The ratification process of a treaty in the United States and the legal import of reservations, declarations and understandings made as part of that process
Once a treaty is negotiated and signed by representatives of the United States, the President is committed to seeking ratification. The treaty, of course, does not become law under the Supremacy Clause until the full ratification process is completed. The problem is that some treaties take years to negotiate, and thus may be subjected to different administrations with their varied policy concerns and political philosophies, which means that by the time the actual ratification process commences and is completed, there may be less than enthusiastic support for the contents of the treaty in question in the current White House and/or the Senate. This, of course, may lead to ambivalent conduct regarding the subject matter of the treaty by the various components in the process.
Once the treaty is signed by a representative of the United States–usually the Secretary of State–the usual process is for the State Department to send the treaty to the Senate, more specifically to the Committee on Foreign Affairs, for its consideration. The treaty will usually be accompanied by documents which contain an analysis of the policy benefits and potential risks to the United States from the ratification of the treaty, an assessment of any significant regulatory or environmental impact, and a statement of the views of the Executive branch regarding issues surrounding the treaty’s implementation.
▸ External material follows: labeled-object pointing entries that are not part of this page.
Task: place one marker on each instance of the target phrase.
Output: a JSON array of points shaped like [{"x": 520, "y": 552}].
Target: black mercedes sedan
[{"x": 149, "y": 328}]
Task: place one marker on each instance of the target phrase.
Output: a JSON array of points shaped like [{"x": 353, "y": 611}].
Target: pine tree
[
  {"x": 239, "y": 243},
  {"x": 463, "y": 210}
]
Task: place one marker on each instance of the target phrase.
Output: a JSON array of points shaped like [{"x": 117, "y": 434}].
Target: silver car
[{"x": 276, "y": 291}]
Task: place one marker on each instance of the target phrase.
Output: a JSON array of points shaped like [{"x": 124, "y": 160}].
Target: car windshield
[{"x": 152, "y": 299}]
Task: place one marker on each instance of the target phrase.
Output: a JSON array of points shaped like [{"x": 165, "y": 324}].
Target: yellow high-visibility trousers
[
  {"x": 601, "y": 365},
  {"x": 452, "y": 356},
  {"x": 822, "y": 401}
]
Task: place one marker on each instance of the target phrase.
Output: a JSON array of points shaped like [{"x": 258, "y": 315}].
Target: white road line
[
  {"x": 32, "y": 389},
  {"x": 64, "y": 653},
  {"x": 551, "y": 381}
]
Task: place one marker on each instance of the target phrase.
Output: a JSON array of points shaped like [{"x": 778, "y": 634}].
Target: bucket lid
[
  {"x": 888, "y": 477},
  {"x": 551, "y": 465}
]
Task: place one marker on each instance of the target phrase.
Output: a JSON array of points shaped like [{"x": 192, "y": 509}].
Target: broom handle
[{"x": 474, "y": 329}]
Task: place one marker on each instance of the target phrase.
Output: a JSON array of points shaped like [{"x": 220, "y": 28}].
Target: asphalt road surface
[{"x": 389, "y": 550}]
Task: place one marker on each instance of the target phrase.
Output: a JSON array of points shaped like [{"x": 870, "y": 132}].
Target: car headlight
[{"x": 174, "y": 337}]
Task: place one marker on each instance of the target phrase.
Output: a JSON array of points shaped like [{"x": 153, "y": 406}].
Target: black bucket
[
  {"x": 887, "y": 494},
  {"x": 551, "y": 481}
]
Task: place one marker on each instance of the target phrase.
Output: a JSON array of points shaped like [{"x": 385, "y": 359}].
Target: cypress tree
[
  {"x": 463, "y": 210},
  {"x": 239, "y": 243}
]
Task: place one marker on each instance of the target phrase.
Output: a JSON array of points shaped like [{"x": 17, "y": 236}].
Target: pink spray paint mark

The latter includes whether the Executive branch considers the treaty to be self-executing or whether it needs to be followed by implementing domestic legislation or regulations in order for the United States to comply with the stipulations contained in the treaty. In addition, the State Department may at this point interject what are labeled “reservations,” “declarations,” and/or “understandings” regarding the treaty. Although I will presently discuss these in more detail, let me anticipate those comments by saying that, in my opinion, it is the failure of the courts to properly understand, or perhaps accept, the legal distinction between these terms which has led to most of the problems relating to the question of self-execution of treaties.
As we know, if the Foreign Affairs Committee opts for sending the treaty to the full Senate, an affirmative vote of two thirds of the Senators present is required for the “advice and consent” to be effective. This advice and consent can include the Senate’s own reservations, declarations and/or understandings of the treaty. Depending on the outcome of the Senate process, the treaty is then returned to the President, informing him of either the rejection, or of its consent to the same. If consent is the outcome, the President is thus authorized to ratify the treaty on behalf of the United States, in which case the process is completed by the submission of documents of ratification by the United States, together with any reservations that may have been entered as part of the ratification process. This is done by presenting the submission documents before the institution indicated in the treaty as the depository of the ratification documents. The deposit of the instruments of ratification establishes the consent of the United States to be bound by the treaty, except that where reservations are made, given the nature of the same, further negotiations and consent by the contracting nations may be required. There is no question that the Senate may hinge its consent to ratify a treaty on a reservation.[37]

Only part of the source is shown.